Terminada la cena, sacaba de su monedero las monedas para el puestero, tomaba a su nieto de la mano y emprendían el regreso a Hamburgo 126. Al llegar a su mansión le ordenaba a Chayo que lo acostara en una enorme especie de cuna de madera pintada de gris y cubierta por una alambrera rectangular que sólo se podía quitar o poner desde afuera, lo que aterrorizaba a Toñito, pues juraba que varias veces había visto a una rata paseándose y tratando de roer la malla de alambre. Obviamente nadie se lo creía y lo tildaban de loco. Dictada dicha instrucción, y muy quitada de la pena, la abuela se dirigía a la cabecera de la larga mesa del comedor, donde la esperaba a las nueve en punto de la noche un vaso lleno hasta el borde de humeante leche caliente.

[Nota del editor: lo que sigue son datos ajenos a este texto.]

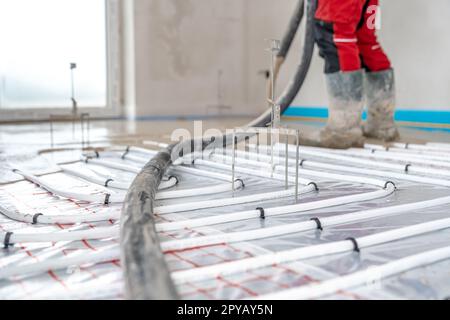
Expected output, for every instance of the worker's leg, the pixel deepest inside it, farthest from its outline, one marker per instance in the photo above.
(379, 79)
(344, 78)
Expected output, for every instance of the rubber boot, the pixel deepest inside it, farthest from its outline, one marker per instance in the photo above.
(343, 129)
(380, 97)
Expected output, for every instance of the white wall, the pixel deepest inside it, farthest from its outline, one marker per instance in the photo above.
(180, 46)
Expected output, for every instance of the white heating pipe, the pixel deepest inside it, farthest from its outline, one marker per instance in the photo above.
(271, 212)
(93, 198)
(60, 263)
(266, 260)
(400, 157)
(250, 172)
(91, 234)
(439, 145)
(93, 178)
(369, 163)
(387, 152)
(189, 206)
(422, 147)
(39, 218)
(214, 189)
(134, 169)
(256, 234)
(165, 184)
(361, 278)
(162, 194)
(319, 174)
(320, 165)
(443, 155)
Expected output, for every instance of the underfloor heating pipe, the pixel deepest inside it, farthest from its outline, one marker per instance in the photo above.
(370, 275)
(350, 169)
(265, 260)
(309, 252)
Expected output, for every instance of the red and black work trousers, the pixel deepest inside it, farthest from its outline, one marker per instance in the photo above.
(347, 38)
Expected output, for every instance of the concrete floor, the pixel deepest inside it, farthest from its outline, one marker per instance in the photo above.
(37, 135)
(20, 143)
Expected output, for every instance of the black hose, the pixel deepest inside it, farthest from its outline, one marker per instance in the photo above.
(293, 26)
(146, 273)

Pero esa mañana del 14 de junio de 1952, sólo la abuela disfrutó su leche malteada de chocolate y su par de galletas. A sus nietos sólo les daba vueltas la cabeza y con sus desoladas caritas no negaban que recordaban en esos momentos el drama miserable vivido la víspera, 13 de junio, que además de ser la fecha en que nació su madre, fue también el día de San Antonio, o sea, “santo” de Toñito, así como de su progenitor y de su abuelo y bisabuelo paternos. Fue, desde luego, el peor de los onomásticos jamás habido.